PORT MORESBY, Papua New Guinea (PNG Post-Courier, Sept. 30, 2013) – One of the major betelnut cultivating villages in Papua New Guinea’s Central Province, Mekeo, has petitioned National Capital District (NCD) Governor Powes Parkop to reconsider his proposed ban on betelnut starting tomorrow.

Mr. Parkop went to Aipeana village in Mekeo last Friday to receive the petition made by the people to rescind his decision or provide better alternative for the people of Central and Gulf to continue on their trade of betelnut.

They wanted Mr. Parkop to allow the people of Central and Gulf to transport their betelnut to other regions like in the Highlands through air transport as well as by road and sea and are asking the governor to provide security as their main concern on the proposed venues set for the betelnut trade.

"We do support you on the betelnut ban but it is not the people of Central (Mekeo) doing that. We depend on buai and that doesn’t mean Mekeo people are lazy," said Paul Aisa, a Aiepeana villager.

"I think the problem is other people from the other regions that have settled in Port Moresby are doing that. For us, it has been a long standing in our culture and tradition and it will be difficult for us to stop. But my good governor if you can allow us to trade or provide alternative venues for us, we will be happy."

"The place you are setting up now at Rubirogo is you are giving the Mekeo people to the dogs and pigs.
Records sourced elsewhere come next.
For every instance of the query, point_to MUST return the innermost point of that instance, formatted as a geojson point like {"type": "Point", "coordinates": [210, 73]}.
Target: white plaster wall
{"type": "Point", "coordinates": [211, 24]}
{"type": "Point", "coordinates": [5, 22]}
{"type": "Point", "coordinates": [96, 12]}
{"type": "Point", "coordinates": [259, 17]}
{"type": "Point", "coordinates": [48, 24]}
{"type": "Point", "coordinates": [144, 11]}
"Find a better place for us to trade our buai and it is the demand of the 30,000 people of Mekeo. We want you to stop the ban or delay the ban."

But Parkop has stood firm in his decision to ban betelnut considering avenues for the people in Central and Gulf Provinces on some alternatives.

One of the alternatives was to allow the Central and Gulf people to continue with their betelnut trade but they must have betelnut permits, a law that will be passed by the NCD Commission soon.

"There are some decisions that are hard to make but has to be made for the collective benefit of our people and this is one such decision. If there was an easy way and other better option, I would have taken that but unfortunately there is no other or easier option," Mr. Parkop said.

"I believe the option we are taking would naturally be resisted by some sectors of the public but if allowed, they would realise that it can work so I call on you people to allow me to go ahead with this proposals to relocate the sale of betelnut outside the city. Those who are opposing the decision to mobilise their money to engage lawyers to take me to court will only benefit the lawyers.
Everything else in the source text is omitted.